How to reduce multiple aggregation stages

Hi All,

I’ve good experience in RDBMS but new to MongoDB. Please excuse me if I’m relating many things of MongoDB to RDBMS. I’ve one of the problem statement as below and then few questions on the same. Please help me in understanding them one by one.

Problem Statement :

  1. Count number of movies from movies collection where released year is greater than or equal to 1990.

My Solution to the problem:

db.movies.aggregate([
    {
        $match: 
        {
			"released": {"$exists": true}
		}
	},
	{
		"$addFields":
		{
			"release_year":{$year:"$released"}
		}
	},
    {
        $match: 
        {
			"release_year":{"$gte":1990}
		}
	}
]).itcount()

My Queries :

  1. Is there is shorter way to do this where I can merge these stages?

If it was RDBMS (eg. Oracle) I would have done this as (SELECT COUNT(1) FROM MOVIES WHERE TO_NUMBER(TO_CHAR(released,‘YYYY’)) >= 1990).
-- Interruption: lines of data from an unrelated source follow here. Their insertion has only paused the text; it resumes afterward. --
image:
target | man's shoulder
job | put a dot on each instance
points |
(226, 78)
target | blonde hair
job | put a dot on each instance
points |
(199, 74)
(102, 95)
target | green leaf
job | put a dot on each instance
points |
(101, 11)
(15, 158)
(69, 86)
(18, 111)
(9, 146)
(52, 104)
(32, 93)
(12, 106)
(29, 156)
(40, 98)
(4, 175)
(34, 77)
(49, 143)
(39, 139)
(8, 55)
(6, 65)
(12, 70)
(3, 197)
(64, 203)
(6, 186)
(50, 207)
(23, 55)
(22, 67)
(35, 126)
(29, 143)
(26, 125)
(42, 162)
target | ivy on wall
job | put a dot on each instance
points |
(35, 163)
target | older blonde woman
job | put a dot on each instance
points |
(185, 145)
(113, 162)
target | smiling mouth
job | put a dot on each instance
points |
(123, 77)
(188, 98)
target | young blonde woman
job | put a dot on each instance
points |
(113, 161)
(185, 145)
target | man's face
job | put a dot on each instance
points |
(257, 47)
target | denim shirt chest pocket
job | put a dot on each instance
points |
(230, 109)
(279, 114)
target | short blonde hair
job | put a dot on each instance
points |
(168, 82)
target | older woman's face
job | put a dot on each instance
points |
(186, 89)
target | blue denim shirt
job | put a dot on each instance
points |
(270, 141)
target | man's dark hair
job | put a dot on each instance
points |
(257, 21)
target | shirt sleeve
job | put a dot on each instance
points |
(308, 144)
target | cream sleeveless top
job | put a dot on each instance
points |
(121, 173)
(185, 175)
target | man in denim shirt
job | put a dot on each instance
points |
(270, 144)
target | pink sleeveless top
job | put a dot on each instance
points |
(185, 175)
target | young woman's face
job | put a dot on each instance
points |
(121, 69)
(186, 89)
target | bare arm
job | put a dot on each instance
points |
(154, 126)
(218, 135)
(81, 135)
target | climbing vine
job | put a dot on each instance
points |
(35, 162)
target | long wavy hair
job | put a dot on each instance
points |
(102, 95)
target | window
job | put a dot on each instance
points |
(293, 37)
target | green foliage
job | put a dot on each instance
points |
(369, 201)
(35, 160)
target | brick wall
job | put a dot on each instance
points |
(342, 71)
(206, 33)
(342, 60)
I mean extraction of year part from date and the condition comparison in one step/stage.

  1. If I keep on adding stages unnecessarily (due to not knowing shorter ways to do things) will that not degrade performance?

Because output from one stage will again be processed in memory to calculate next stage and similarly for other stages. Whereas reducing number of stages should reduce repetition in processing. Isn’t it?

This is just an example for understanding simple problem and concept please don’t relate it with real life scenarios, I know those will be much more complex than this.

Regards
Manoj

Hi Manoj,
regarding your first question:
you don’t need aggregate here, just store the date as it is in the released field (or keep it empty if not released yet)
since you need only the number of records (and not the records themselves) you can use db.collection.count()

db.movies.count( { released: { $gte: new Date('01/01/1990') } } )
2 Likes

Hello : )

Aggregations stages can seen easier at first,but aggregation operators are so powerful,and useful,you can nest use variables etc you dont need to use $addFields for example for variables

A translation of your query only in 1 stage with nested aggregate operators and variables
would look like bellow.

{
      "$match": {
        "$expr": {
          "$and": [
            {
              "$ne": [
                {
                  "$type": "$released"
                },
                "missing"
              ]
            },
            {
              "$let": {
                "vars": {
                  "released_year": {
                    "$year": "$released"
                  }
                },
                "in": {
                  "$gt": [
                    "$$released_year",
                    1990
                  ]
                }
              }
            }
          ]
        }
      }
    }

For the sort order when you have missing fields,nulls,different types etc to compare see
sort order

You can do the count in database with a $countStage in a pipeline or if not pipeline,you
can use count documents with a query like the the simple solution from @s77rt you dont need anything else here

If you want to search for a field,index is very usefull,but use null for that field not missing.
with null you can use the index,for example find the null values,with missing you cant use
the index to find the missing values

For the second mongodb does optimization you can see optimization and stages sometimes change in order or become 1 stage,like match combine.

I tried a simple benchmark with like 6 $addFields and it was very fast,faster than 6 nested $let.
So applying many stages seems to be very fast.Maybe someone can give us more details.
But variables can be used in any place,so they have another purpose

1 Like

Thanks a lot for detailed reply. It was really helpful. I’ll have to work lot on aggregation and performance tuning.